A recent study published in JAMA by Paul Maciejewski, Ph.D., and his colleagues appears to be the first empirical investigation designed explicitly to assess whether there is a normal progression through stages after a major loss. They examined whether bereaved individuals progress through disbelief, yearning, anger, depression, and acceptance. They studied 233 individuals who had lost a loved one to natural causes. The authors assert that their results support a stage model, and base their interpretation on the fact that the five emotional responses they examined “peaked” in the order predicted by the theory. Specifically, disbelief peaked soon after the death (within two months), followed by a peak in yearning, then anger, depression, and finally acceptance (at 20-24 months after the loss).
But the JAMA study yielded data that are also inconsistent with stage models of coping with loss. For example, although disbelief peaked soon after the death of a loved-one as stage theory would suggest, the most frequent response to the death of a loved one was, by far, acceptance. Even though acceptance peaked later on in the coping process, and disbelief peaked early on, people reported experiencing acceptance early in the coping process (soon after their loss) much more frequently than any of the other emotions (stages) assessed. Participants reported a greater frequency of acceptance than all other responses, including disbelief, at all of the time points assessed in this study. In short, most people accepted the death, and did so fairly quickly. This directly contradicts stage theories and the common assumption that acceptance emerges as the final stage of coping with loss, after one experiences feelings such as disbelief, anger, and depression.
So, what about the other stages? The second most frequently occurring response was yearning (we miss our loved ones after they die). Beyond that, the bereaved participants in the JAMA study reported feeling disbelief, anger, and depression pretty infrequently (e.g. once per month). This does not mean that people are not sad or upset when their loved ones die; rather, it means that most people are able to accept their loss without frequently feeling (or even going through a significant period of) disbelief, anger, and depression. Perhaps people would feel more of these emotions (i.e., go through these “stages”) if their loved ones died from unexpected, non-natural causes (e.g. auto accidents), but this remains speculation as there are no published data akin to the JAMA study.
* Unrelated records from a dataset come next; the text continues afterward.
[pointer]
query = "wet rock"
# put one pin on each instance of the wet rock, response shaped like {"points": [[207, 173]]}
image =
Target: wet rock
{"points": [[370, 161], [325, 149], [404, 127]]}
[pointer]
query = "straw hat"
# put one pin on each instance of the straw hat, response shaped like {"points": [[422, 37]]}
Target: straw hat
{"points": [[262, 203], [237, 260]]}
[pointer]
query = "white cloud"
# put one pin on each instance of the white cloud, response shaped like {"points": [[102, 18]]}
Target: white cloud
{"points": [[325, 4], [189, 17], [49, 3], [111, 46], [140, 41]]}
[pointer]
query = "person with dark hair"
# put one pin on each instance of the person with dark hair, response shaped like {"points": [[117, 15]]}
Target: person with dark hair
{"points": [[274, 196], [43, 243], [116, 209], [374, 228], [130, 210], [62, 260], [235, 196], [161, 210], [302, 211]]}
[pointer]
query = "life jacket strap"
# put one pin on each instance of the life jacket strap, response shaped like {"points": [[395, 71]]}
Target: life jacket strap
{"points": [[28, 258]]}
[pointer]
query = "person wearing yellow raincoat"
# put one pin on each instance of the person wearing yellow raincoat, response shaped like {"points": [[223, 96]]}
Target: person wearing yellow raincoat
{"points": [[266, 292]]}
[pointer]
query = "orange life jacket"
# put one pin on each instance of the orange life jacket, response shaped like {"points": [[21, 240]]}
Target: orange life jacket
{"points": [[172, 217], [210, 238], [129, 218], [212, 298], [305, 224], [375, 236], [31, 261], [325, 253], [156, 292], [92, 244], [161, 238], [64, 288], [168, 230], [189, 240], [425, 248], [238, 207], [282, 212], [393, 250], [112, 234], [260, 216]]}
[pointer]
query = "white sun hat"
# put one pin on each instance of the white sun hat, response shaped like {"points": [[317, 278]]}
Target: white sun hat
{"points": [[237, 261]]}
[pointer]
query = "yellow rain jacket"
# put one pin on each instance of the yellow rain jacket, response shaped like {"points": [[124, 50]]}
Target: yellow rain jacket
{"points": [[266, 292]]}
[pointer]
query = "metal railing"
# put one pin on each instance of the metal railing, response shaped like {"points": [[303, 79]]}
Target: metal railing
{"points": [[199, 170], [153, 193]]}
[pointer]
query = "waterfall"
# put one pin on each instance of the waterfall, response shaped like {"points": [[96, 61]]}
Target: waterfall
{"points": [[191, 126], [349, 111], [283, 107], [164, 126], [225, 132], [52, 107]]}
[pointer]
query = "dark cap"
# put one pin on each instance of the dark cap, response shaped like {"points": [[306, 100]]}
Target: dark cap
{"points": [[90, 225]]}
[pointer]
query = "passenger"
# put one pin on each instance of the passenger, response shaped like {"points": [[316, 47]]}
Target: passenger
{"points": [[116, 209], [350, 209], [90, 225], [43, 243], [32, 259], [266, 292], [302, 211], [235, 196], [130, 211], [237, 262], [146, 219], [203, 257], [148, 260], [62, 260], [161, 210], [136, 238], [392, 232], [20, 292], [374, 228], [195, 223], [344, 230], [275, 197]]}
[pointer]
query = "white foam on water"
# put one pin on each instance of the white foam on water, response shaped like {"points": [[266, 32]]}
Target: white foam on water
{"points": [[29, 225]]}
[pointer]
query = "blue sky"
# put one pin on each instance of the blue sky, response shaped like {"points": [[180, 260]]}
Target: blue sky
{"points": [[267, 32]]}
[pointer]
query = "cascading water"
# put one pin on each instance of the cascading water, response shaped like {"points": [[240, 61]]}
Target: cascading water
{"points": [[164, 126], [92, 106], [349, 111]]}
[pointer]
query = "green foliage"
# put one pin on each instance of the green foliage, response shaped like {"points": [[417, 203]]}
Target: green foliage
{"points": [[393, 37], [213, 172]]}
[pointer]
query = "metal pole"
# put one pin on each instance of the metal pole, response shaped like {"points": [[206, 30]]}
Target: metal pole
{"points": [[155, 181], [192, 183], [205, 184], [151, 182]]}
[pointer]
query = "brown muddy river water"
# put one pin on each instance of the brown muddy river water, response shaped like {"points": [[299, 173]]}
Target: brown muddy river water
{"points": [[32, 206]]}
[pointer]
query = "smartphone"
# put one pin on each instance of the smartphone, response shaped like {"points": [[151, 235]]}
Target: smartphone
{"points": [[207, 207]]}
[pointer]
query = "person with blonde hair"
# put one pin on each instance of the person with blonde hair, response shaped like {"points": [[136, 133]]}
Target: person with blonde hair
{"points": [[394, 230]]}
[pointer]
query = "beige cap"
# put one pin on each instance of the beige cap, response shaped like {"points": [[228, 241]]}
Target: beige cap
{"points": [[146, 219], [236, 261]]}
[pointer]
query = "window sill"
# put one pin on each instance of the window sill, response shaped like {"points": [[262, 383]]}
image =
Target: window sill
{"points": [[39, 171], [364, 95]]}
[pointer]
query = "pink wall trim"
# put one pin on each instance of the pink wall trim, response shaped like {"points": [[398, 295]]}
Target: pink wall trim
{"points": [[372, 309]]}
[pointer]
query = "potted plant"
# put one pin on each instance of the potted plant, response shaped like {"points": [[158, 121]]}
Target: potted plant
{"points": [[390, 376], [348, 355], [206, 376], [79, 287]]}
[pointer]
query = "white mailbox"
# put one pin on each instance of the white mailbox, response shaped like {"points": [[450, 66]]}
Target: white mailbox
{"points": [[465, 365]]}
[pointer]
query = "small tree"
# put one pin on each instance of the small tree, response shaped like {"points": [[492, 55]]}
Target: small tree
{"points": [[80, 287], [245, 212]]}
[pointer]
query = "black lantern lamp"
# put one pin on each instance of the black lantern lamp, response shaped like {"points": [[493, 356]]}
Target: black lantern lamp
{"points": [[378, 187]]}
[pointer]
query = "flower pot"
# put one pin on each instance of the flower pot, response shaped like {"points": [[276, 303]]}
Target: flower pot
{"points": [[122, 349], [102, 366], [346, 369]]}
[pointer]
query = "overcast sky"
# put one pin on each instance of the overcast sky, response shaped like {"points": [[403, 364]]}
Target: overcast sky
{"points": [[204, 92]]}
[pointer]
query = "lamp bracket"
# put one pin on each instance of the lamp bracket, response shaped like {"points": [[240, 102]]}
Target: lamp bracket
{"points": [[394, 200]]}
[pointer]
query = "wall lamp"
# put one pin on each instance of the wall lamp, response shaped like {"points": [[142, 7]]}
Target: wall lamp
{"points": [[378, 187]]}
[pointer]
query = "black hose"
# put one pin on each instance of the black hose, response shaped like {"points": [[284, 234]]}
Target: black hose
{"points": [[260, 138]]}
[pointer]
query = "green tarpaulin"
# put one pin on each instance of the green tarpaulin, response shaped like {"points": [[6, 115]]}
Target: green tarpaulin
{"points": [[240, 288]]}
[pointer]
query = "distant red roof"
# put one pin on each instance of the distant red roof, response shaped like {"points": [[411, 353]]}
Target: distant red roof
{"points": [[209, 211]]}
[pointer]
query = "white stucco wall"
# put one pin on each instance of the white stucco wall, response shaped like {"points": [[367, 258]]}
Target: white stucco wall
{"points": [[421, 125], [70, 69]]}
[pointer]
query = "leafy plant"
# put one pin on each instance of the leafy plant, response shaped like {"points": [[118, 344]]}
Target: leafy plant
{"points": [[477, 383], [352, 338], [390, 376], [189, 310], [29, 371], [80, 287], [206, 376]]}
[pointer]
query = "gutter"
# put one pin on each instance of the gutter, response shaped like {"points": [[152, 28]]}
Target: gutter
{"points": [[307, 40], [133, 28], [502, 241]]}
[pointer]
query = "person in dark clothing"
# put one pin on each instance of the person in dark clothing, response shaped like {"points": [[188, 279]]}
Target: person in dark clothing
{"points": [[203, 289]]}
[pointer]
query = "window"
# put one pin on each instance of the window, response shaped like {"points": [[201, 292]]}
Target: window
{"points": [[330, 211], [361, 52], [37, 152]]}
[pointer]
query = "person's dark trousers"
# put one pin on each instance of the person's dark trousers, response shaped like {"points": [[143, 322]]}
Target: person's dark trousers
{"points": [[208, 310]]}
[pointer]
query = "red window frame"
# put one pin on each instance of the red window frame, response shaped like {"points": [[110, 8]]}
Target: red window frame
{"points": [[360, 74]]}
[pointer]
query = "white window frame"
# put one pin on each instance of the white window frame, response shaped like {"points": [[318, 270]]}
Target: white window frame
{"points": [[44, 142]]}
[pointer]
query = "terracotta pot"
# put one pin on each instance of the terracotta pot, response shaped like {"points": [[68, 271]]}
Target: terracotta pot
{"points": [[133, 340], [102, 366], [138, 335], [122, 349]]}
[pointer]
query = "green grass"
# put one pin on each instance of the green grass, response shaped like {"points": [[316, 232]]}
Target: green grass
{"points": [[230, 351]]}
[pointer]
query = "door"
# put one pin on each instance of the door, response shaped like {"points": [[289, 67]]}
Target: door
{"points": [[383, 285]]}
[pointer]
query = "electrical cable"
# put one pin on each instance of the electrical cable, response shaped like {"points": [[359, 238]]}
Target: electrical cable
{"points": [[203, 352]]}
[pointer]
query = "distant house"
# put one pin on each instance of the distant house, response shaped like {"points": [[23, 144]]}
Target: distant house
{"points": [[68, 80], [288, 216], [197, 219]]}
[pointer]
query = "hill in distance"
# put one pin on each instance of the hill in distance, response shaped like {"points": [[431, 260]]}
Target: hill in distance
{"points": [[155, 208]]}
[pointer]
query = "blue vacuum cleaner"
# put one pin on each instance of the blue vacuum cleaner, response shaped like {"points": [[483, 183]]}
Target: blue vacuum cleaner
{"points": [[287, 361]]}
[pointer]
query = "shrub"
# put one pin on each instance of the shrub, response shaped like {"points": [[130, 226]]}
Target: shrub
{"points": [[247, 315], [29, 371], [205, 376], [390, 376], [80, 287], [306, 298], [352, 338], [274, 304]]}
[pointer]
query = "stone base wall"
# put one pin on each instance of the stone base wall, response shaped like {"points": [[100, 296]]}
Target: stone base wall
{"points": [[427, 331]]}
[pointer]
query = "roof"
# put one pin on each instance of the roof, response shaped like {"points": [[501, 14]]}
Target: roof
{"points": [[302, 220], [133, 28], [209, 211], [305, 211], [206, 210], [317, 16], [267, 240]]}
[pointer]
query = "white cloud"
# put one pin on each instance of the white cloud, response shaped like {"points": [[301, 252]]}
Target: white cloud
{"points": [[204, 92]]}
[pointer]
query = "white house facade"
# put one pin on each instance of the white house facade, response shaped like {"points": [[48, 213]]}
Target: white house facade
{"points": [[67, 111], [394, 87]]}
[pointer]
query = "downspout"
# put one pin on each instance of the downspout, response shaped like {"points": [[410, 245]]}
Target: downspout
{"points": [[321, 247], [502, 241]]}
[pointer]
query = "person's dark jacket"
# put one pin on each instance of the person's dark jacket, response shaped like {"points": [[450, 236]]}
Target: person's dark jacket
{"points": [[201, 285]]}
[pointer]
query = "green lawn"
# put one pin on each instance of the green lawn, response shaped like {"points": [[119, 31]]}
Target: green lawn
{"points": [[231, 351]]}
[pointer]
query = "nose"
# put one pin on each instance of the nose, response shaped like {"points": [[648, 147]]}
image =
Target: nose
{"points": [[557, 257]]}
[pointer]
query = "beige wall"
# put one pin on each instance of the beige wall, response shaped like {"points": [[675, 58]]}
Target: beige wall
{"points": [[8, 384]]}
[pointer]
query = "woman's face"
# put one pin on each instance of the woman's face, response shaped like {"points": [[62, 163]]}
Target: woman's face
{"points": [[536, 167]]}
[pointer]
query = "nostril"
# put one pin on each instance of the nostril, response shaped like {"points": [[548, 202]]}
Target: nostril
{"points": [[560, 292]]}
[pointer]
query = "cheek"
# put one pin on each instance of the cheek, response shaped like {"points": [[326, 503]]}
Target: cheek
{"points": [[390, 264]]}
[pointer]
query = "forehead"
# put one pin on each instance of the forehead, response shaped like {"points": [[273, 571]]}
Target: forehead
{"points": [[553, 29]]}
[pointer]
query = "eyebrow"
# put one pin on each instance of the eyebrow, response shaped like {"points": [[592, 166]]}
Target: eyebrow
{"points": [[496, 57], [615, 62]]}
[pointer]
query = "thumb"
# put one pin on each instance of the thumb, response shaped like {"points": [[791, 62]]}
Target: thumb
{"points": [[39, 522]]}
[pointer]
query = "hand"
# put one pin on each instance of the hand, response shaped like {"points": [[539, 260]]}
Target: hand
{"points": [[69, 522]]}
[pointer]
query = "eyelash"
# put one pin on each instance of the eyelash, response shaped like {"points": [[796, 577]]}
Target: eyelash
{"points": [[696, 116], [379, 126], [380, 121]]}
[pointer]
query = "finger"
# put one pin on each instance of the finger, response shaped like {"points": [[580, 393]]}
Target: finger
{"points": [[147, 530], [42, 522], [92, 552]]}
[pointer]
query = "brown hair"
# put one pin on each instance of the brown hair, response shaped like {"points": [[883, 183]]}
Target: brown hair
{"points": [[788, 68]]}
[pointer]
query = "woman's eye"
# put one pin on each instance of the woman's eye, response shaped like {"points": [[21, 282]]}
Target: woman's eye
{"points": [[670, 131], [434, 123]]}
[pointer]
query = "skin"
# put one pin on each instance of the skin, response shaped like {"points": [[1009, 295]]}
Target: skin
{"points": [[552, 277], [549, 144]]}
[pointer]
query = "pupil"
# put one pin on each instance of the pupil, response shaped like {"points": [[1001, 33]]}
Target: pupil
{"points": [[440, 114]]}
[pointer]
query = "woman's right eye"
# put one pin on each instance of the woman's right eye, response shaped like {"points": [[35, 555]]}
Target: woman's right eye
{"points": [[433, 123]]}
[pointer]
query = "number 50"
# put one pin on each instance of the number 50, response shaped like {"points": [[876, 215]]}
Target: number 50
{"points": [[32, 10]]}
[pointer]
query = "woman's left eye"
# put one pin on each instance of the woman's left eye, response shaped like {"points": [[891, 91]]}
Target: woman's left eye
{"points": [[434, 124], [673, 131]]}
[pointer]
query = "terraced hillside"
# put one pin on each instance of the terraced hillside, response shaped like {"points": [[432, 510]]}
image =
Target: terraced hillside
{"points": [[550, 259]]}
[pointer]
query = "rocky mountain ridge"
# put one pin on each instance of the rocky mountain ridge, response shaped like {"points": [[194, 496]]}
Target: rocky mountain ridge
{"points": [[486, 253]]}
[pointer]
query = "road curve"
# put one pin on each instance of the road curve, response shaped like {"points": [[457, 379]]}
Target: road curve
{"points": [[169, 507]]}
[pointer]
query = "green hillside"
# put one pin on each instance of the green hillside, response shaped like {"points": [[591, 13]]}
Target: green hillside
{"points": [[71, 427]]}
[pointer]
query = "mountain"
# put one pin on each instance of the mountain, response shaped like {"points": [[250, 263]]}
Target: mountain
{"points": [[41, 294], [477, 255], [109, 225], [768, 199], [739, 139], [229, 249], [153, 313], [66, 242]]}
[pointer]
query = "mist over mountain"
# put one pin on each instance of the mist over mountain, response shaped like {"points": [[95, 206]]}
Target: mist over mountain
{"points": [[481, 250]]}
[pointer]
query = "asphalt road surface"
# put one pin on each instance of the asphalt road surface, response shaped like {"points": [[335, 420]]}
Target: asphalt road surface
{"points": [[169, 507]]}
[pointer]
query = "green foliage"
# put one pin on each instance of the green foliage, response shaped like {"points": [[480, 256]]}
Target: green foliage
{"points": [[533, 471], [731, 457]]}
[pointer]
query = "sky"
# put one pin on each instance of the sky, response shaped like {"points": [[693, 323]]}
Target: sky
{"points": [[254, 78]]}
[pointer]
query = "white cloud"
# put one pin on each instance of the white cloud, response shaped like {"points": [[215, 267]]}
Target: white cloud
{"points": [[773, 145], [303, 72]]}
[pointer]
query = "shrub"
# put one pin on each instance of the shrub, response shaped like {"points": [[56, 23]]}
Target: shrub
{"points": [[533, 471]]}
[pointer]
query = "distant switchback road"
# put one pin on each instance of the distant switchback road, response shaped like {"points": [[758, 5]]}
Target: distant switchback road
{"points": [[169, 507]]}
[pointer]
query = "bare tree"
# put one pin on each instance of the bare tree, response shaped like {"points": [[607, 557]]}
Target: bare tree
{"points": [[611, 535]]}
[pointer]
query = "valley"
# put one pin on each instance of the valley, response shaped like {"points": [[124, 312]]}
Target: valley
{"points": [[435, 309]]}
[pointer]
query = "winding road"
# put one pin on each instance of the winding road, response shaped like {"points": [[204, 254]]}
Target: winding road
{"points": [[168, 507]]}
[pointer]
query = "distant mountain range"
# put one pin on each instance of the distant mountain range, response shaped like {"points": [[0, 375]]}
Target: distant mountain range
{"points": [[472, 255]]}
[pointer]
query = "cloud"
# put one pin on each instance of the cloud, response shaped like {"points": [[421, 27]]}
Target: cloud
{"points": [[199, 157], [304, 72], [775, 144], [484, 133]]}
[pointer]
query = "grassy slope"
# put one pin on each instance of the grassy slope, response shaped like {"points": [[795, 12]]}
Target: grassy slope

Overall the data are inconclusive at best with respect to stage models, and even incompatible with models that suggest denial, anger, and depression are typical, normal responses to loss. In fact, the study suggests that these responses are atypical in response to natural loss and perhaps indicative of less effective coping.
Most people yearn for their deceased loved ones and apparently are able to accept the loss fairly quickly. But it seems there are probably as many ways to cope effectively with major loss as there are people. There are many adaptive, effective ways of coping that may or may not fit neatly within a stage model. Some people even have positive emotional experiences as part of their grieving process (think reminiscence). Some people use humor. Others get angry, but apparently not everyone. In short, this clinician is not ready to endorse stage models of coping with loss.
Related References
Kübler-Ross, E. (1969). On death and dying. New York: Macmillan.
Maciejewski, P. K., Zhang, B., Block, S. D., & Prigerson, H. G. (2007). An empirical examination of the stage theory of grief. Journal of the American Medical Association, 297, 716-723.
Wortman, C. B. & Silver, R.C. (1989). The myths of coping with loss. Journal of Consulting and Clinical Psychology, 57, 349-357.